As COVID-19 sweeps through communities across the nation, educators are on the frontlines witnessing unprecedented grief and loss among their students. Parents and other family members are getting sick and sometimes dying, household tension is rising with job loss and remote learning, routines are being disrupted and social networks shattered by the need to distance and isolate.
In a new survey from the AFT and the New York Life Foundation, 95 percent of educators say that providing social and emotional support has never been more important, and most say they need more preparation to provide it. And with holidays approaching—a traditionally difficult and emotional time—that need is expected to grow, as comforting traditions shift and disappear.
“It is more crucial than ever that educators create safe, supportive classrooms because increased isolation and decreased social support caused by social distancing may intensify feelings of sadness, anxiety, fear and uncertainty,” says Julie Taylor, an AFT member and school counselor in Oregon City, Ohio. Death is not the only cause of grief, she adds. “Separation from loved ones, quarantines, travel restrictions, forfeiture of traditions such as birthdays and graduations, and financial insecurity are impacting so many.”
Grief as a part of life
Even before COVID-19, grief in the classroom was not uncommon, with an estimated 1 in 14 children in the U.S. experiencing the death of a parent or sibling by age 18. Eighty seven percent of educators have had at least one student a year experience a death; 25 percent have had five or more students in that category. Those numbers are likely to increase: More than 1 in 4 educators report that a member of their school community has died from COVID-19.
Educators are struggling to keep up: The survey shows that only 15 percent feel very comfortable addressing students’ emotional needs—including anxiety, grief and/or trauma—and 84 percent say the coronavirus has made them more aware of the impact of “non-death-related losses,” like disrupted routines, interrupted employment for caregivers and displacement from housing. Other challenges can include changes in the neighborhood, new partners for parents and the addition of step-siblings to a household.
The impact of profound loss shows up in many ways—including withdrawing, acting out and an inability to focus—and can prevent children from learning and growing academically.
“Grief can be an invisible backpack our students bring with them,” says Daisy Mundt, an AFT member and school social worker in Deer River, Minn. “They don’t always know they are even carrying it. They don’t know why something triggers them, or why a simple assignment could trigger them to just shut down.”
Here’s how we’re helping
How can an educator help? The AFT’s new Grief-Sensitive Educator project has some answers. Launched in early December , the project offers 90-minute grief and loss training sessions presented virtually by AFT-trained members across the country, plus print materials that aim to help fortify the training—like a “what not to say” tip card and a brochure on how to support grieving students—and $30 to spend on grief-related books for children, with a guide on how to use them. To learn more, tune in to the Share My Lesson launch seminar on Dec. 21.
Through the training (and with other resources from the AFT), educators learn that talking about death as a universal experience and allowing children to name their emotions—normalizing the loss—can help ease the process of grieving. Educators get guidance on making assignment accommodations, suggestions about how to acknowledge common grief triggers, and tools to teach children to be supportive and kind to their grieving peers.“If we can understand how grief impacts our students, we can adjust the environment to help them succeed,” says Mundt. When a student struggles, “it is our job as the adults in this child’s life to help identify the cause of the struggle and help the child through it.”
More resources
The Grief-Sensitive Educator program is an extension of existing AFT resources on grief and resilience. More than 50 AFT trainers have already reached more than 550 educators with answers to some of the difficult questions that surface when a community is navigating death, loss and fear. For example: What should school staff say to a child whose father has died? Should a young child attend a funeral, or is that too traumatic? What other issues, besides death, are causing grief and trauma among our children?
For those unable to attend training sessions, the AFT offers online resources with deeply informed partners like the Coalition to Support Grieving Students: Its free, self-paced learning sessions can be found on the AFT’s Share My Lesson.
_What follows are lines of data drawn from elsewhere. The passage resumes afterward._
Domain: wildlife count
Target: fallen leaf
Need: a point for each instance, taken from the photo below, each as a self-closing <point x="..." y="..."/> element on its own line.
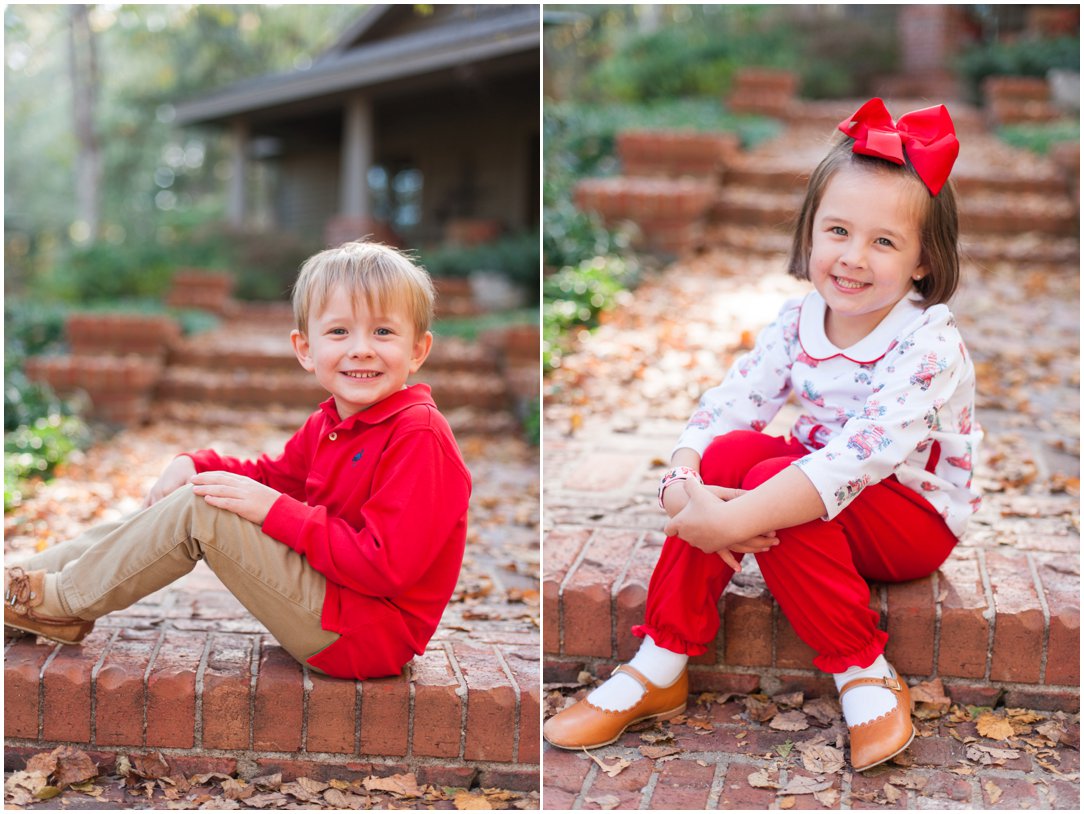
<point x="993" y="726"/>
<point x="404" y="785"/>
<point x="803" y="785"/>
<point x="606" y="802"/>
<point x="988" y="756"/>
<point x="828" y="798"/>
<point x="761" y="779"/>
<point x="466" y="801"/>
<point x="792" y="721"/>
<point x="654" y="752"/>
<point x="820" y="758"/>
<point x="614" y="769"/>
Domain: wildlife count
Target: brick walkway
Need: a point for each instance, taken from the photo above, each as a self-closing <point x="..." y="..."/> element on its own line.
<point x="998" y="624"/>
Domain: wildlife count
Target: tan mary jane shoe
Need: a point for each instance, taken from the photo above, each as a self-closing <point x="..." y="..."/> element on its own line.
<point x="583" y="725"/>
<point x="885" y="737"/>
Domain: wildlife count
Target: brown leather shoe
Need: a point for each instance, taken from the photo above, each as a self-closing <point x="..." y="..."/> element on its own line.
<point x="583" y="725"/>
<point x="885" y="737"/>
<point x="23" y="593"/>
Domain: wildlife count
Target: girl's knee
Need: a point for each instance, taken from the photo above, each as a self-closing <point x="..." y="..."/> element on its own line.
<point x="728" y="456"/>
<point x="764" y="472"/>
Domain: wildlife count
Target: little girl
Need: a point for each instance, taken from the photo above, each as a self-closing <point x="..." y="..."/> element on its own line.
<point x="874" y="481"/>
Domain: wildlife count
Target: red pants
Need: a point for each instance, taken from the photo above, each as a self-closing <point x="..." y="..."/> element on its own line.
<point x="817" y="572"/>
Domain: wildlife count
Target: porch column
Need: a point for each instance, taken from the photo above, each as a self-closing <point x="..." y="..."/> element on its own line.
<point x="239" y="166"/>
<point x="357" y="158"/>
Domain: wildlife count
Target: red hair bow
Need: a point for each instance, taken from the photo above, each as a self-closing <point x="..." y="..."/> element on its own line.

Additional online materials specific to COVID-19 include tips for coping, sample scripts for discussing death, and guidelines for virtual memorials from the AFT’s partner, the National Center for School Crisis and Bereavement. And the New York Life Foundation’s Grief-Sensitive Schools Initiative provides grants to develop a grief-sensitive culture in schools.
“As people across the United States grapple with this crisis, grief and anxiety are at an all-time high,” says AFT President Randi Weingarten. “I hear about this trauma every day from educators, parents and students. Their voices, and the voices of others on the frontlines, make abundantly clear that our students are struggling and need us now more than ever.
“The AFT is committed to fighting for all educators to work in collaborative, healthy school environments that have the appropriate training and resources to help both students and educators thrive, and deal with the unique challenges we face today.”